Hadoop
Introduction
A lot of problems arise while dealing with massive amounts of data. The data can be “massive” in terms of at least one of the 5 V’s, which are: Volume, Velocity, Variety, Veracity, and Value. A very effective way to deal with these problems is to use a number of clusters in a distributed way, i.e., a multi-node setup. This helps in carrying out tasks, like data storing and processing, more quickly through parallelization. Hadoop is an open source framework designed to handle such massive amounts of data in a distributed and scalable way. Although Hadoop is less commonly used in the industry today, understanding it is crucial to understand the newer technologies which replaced it, e.g., Spark.
The Hadoop distributed file system, introduced by Shvachko et al. (2010), was inspired by the Google file system that was introduced by Ghemawat et al. (2003). The basic idea is to connect many readily available and inexpensive machines, also known as commodity hardware, together in a cluster to share and process the data. Hadoop is a framework that helps in doing this.
Properties of Hadoop
Some major properties of Hadoop are the following:
- Scalability:
- Hadoop can scale horizontally. In other words, we can, in principle, add as many machines as we like to a Hadoop cluster.
- Fault tolerance:
- To deal with faults, i.e., machine failure, Hadoop maintains copies of the data, also known as replicas. Thus, even if a machine fails, the data remains available through replicas.
- Distributed processing:
- Hadoop can process the data where it is stored. Instead of moving the data close to where the processing happens, Hadoop instead moves the processing closer to where the data is stored. This improves the overall efficiency of the system.
- Cost effectiveness:
- As mentioned earlier, Hadoop uses commodity hardware which makes it highly cost effective.
- Open source:
- Hadoop is free to use and modify, under the Apache license.
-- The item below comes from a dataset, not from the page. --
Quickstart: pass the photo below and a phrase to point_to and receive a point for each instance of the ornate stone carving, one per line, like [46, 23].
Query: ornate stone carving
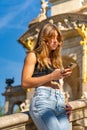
[25, 106]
It was majorly due to these properties that Hadoop was widely adopted.
Hadoop Ecosystem
The Hadoop ecosystem is a collection of open source projects, tools, and components that work together to store, process, and analyze large amounts of data. Some components were present in Hadoop when it was introduced, while some were added later. Some of these components that I will discuss are shown in Figure 1.
Hadoop Distributed File System (HDFS)
HDFS was inspired by the Google file system (GFS). HDFS provides distributed storage for massive data.
MapReduce
The Hadoop MapReduce was inspired by the Google MapReduce which was introduced by Dean & Ghemawat (2008). It helps in processing massive data by dividing the entire processing task into smaller tasks that can run in parallel. Today, Spark is more commonly used instead of MapReduce.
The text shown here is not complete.